Leadership / Winning / Losing / Mistakes / Failures
Leadership Moment — 7 Jan 24
Big high school wrestling tournament this weekend. My boy did well, going 7–1. But of course, what did he dwell on? The single loss. As we tend to do, or at least many of us.
My son is a sophomore and in his second year of wrestling. He learned some hard lessons last year as a freshman. Worked hard in the off-season, got stronger, studied a little bit, and is doing much better this season.
For the match he lost, he was the better wrestler. He was well ahead on points, something like 8–0 in the first period. That’s a substantial lead, real dominance. Then he made a mistake. The other kid was also relatively new to wrestling but a good athlete and a big, strong young man.
The other wrestler saw / felt the mistake and took advantage. Made his move and stuck my boy’s shoulder blades to the mat. It was a great pin and a great come-from-behind victory.
My son was embarrassed and frustrated with himself. The thoughts and frustration were ricocheting in his brain to the point of distraction. My son kept going on and on about it, even after winning his next six matches.

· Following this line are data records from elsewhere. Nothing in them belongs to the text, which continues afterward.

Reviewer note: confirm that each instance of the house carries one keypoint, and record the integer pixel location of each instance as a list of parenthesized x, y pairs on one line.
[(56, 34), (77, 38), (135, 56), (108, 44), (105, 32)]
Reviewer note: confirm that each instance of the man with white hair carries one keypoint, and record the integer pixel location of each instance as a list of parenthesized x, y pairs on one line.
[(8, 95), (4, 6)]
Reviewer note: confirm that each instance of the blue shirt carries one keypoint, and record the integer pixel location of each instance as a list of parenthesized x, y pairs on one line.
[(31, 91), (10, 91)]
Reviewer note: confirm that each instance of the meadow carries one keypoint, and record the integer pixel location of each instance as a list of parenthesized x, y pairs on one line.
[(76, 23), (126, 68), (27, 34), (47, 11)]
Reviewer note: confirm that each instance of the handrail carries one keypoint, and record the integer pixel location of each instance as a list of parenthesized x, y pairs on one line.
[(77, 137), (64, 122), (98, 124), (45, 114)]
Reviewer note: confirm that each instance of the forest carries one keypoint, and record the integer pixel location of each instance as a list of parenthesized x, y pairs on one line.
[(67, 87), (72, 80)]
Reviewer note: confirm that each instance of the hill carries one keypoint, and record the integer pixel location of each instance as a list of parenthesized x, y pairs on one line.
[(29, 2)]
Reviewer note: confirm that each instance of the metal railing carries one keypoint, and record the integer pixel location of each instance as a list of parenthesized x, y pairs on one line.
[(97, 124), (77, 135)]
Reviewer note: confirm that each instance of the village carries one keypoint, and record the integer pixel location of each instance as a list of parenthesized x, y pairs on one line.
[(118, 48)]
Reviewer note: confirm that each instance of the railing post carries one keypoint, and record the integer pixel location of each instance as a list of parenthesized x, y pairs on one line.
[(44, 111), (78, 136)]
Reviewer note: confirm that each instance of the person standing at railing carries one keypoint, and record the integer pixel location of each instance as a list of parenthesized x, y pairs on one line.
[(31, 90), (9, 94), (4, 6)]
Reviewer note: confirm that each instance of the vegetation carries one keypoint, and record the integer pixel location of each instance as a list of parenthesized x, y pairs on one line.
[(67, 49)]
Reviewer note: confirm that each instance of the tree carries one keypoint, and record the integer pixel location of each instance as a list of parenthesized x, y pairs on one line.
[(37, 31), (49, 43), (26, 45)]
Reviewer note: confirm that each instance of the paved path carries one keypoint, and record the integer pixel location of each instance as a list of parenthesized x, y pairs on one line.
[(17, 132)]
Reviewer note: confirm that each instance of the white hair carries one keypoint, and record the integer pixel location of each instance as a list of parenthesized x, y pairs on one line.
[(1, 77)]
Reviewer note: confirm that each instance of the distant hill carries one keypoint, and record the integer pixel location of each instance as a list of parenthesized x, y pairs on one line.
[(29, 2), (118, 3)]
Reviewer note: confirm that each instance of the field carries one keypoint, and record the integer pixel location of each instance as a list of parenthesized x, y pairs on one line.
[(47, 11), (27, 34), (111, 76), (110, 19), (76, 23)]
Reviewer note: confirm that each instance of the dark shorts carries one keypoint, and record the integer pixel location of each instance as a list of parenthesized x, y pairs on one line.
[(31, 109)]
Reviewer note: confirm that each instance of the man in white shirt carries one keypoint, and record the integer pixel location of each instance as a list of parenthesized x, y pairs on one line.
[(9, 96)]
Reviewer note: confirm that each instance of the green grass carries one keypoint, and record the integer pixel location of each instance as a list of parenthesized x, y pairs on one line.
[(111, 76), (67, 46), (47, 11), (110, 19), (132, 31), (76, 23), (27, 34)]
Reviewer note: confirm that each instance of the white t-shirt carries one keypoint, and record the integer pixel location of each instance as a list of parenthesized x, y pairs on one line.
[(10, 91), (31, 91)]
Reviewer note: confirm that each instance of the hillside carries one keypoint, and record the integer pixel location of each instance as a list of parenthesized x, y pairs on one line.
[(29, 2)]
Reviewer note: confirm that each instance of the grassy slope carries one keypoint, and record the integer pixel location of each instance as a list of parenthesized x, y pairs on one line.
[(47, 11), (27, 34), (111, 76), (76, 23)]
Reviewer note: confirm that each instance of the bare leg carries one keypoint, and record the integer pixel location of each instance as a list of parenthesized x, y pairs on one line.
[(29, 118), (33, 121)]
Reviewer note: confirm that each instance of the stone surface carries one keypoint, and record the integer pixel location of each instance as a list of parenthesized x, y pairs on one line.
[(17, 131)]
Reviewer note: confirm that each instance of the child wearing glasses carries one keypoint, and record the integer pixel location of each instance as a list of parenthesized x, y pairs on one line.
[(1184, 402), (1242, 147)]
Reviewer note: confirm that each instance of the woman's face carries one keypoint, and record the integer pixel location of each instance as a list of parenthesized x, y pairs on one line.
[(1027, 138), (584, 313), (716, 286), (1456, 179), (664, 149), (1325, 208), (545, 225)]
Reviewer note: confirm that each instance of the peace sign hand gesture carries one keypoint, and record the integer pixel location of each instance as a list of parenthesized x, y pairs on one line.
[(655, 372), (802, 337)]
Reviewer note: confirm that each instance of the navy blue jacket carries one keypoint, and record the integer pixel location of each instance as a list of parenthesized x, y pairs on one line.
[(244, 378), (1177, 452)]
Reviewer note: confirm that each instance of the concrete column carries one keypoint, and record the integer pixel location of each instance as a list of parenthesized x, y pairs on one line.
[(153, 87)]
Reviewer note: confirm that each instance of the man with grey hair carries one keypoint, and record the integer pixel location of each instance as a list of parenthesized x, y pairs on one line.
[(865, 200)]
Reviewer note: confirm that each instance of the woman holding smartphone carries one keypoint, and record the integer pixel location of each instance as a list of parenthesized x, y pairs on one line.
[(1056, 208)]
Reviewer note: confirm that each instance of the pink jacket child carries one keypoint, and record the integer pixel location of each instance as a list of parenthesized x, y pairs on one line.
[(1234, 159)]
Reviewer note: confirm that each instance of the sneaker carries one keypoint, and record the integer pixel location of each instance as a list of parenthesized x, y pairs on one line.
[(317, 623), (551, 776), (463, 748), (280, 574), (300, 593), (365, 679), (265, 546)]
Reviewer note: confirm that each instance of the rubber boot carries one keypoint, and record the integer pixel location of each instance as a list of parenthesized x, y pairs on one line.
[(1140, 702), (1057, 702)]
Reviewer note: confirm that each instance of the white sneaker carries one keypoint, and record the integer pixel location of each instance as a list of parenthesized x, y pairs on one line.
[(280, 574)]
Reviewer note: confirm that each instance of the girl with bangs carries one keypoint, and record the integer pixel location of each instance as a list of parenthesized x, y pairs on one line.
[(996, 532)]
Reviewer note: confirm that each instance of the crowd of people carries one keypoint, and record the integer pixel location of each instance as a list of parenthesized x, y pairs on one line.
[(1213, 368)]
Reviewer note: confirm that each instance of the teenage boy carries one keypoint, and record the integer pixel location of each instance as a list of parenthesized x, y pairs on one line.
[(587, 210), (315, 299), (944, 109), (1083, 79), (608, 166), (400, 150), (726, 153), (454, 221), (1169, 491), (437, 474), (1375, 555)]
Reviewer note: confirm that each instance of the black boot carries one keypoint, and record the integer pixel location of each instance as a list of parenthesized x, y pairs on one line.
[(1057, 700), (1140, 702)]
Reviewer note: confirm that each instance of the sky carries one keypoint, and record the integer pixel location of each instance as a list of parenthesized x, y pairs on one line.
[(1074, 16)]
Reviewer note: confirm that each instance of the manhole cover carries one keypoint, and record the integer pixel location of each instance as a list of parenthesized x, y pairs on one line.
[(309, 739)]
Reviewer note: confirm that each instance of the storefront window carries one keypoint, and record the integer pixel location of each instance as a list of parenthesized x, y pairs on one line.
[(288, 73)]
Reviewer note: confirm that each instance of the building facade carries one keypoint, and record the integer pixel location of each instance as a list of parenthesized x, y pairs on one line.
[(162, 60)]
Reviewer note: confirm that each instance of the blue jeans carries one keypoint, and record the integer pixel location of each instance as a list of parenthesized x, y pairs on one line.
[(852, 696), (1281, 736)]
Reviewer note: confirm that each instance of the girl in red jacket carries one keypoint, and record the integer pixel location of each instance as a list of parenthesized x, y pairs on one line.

Finally, I’d had enough and told him, “Stop. Stop talking about it. Figure out what went wrong, then learn and look forward.”
I talk about this stuff with leaders all the time. I have the same tendency to get stuck on a mistake or failure. I had someone tell me one time, “You can’t drive a car looking in the rear-view mirror.” Bam! That one stuck and I’ve used it a thousand times since. Someone else told me there’s a reason the windshield is so much larger than the back window — because that’s where you should be looking.
I gave my son the same advice I routinely have to give myself. Learn and look forward. Great advice for leaders everywhere.
That was my leadership moment today.